Ryan: Anchor


Faith does not come naturally to me. Doubting musicians have an uneasy partnership with music born out of religious resonance. We are asked about it all the time (“How can you listen to Symphony no. X or Whoozit’s Requiem and not feel God’s presence?!”), with the faint implication that we are somehow blind to the non-musical divine beauties of the world. And while we know this is a silly argument, I have found a find a shade of guilt unavoidable. Is my rapture at Bach’s St. Matthew Passion somehow not an experience of everything a Christian (Bach himself!) would wish for me to experience? Am I living in denial? Lately, though, something has shifted. I’ve been able to push aside my oblique guilt and come to recognize the sublime opportunity this music provides: to actually participate (for the duration, at least) in the experience of having faith.

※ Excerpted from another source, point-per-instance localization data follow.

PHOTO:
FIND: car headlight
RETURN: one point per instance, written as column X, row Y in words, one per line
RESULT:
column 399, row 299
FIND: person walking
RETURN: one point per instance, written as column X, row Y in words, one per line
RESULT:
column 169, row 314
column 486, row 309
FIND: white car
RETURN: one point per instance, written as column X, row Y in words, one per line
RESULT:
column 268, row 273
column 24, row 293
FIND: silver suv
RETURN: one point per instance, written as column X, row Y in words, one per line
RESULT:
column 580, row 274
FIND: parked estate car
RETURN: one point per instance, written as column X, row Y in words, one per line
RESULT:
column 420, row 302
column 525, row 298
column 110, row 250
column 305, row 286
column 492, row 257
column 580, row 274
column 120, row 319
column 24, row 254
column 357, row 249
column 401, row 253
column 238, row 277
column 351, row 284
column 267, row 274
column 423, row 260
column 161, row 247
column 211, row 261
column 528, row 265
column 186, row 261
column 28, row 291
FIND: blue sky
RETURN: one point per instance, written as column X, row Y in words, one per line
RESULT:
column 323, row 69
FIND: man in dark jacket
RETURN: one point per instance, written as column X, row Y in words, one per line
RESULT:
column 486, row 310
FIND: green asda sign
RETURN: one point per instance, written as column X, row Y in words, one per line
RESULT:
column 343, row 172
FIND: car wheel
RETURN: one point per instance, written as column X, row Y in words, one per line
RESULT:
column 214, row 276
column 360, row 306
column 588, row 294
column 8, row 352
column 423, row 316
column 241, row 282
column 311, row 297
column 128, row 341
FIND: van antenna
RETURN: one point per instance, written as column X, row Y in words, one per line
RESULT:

This movement from Brahms’ German Requiem isn’t even my favorite in the work, though it does take me by surprise more often than the others. A funereal baritone mourns our lack of understanding and seeks for answers (which eludes Brahms the more he searches, leaving us clutching at air). But the wild, final few minutes paint an entire universe of possible experiences, positive and negative, density and intensity heightened with each passing bar – all anchored by an immense, sonar-like D natural that underlines every note, traveling like a light on the engine of an unstoppable train (actually, the D is at once both fully in motion and implacably still, as only music can be). We hear both the infinite variety of experience and the resolute present-ness of God, and we sense the natural laws that bind them together. The God-knowledge we seek is within us, a trusting in ourselves and in our body’s intuition, and it moves us beyond morality. It is the Immovable Spot the Buddha claimed for himself.